Close

Kakak Beradik Diperkosa Kakek, Paman, Abang, hingga Tetangga, Terbongkar Usai Korban Minta Perlindungan ke Warga, Tak Berani Lapor Ibu karena Takut Dipukuli

CABUL— Empat pelaku pencabulan terhadap kakak beradik ditangkap jajaran Satreskrim Polresta Padang. Mereka terdiri dari kakek, paman, kakak dan tetangga korban.

PADANG, METRO–Dua kakak beradik yang masih berusia sangat belia dicabuli oleh enam orang se­cara bergantian de­ngan waktu yang ber­beda. Mirisnya, para pelaku pencabulan itu merupakan orang ter­dekat korban yaitu, kakek, paman, kakak kan­dung, kakak sepupu hingga tetangga korban.

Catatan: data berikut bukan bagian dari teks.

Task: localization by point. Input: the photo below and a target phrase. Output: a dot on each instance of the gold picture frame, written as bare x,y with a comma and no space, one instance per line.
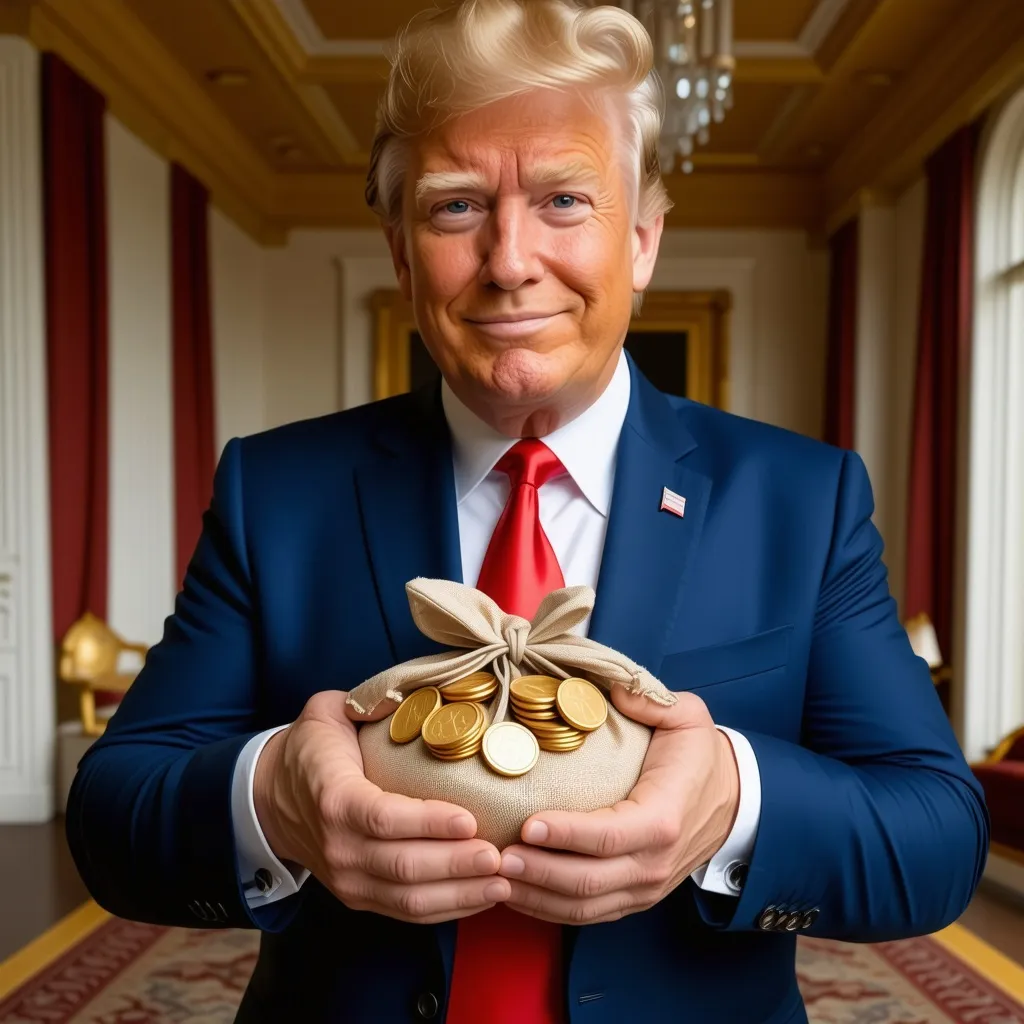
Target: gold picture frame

Kasus pencabulan yang menimpa Bunga dan Mawar (nama samaran-red) yang masih berumur 7 dan 5 tahun ini terjadi di rumah korban kawasan Mata Air, Kecamatan Pa­dang Selatan. Yang lebih parah lagi, kakak beradik itu sudah dicabuli berulang kali dan digilir dari hari ke hari.

Namun, karena terus-terusan dijadikan sebagai pelampiasan nafsu oleh keluarga dan tetangganya, kedua korban pun menjadi sangat takut pulang ke rumah. Bahkan, kedua korban berusaha mencari perlindungan dengan tetangganya yang lain, hingga akhirnya penderitaan kedua bo­cah itu terbongkar.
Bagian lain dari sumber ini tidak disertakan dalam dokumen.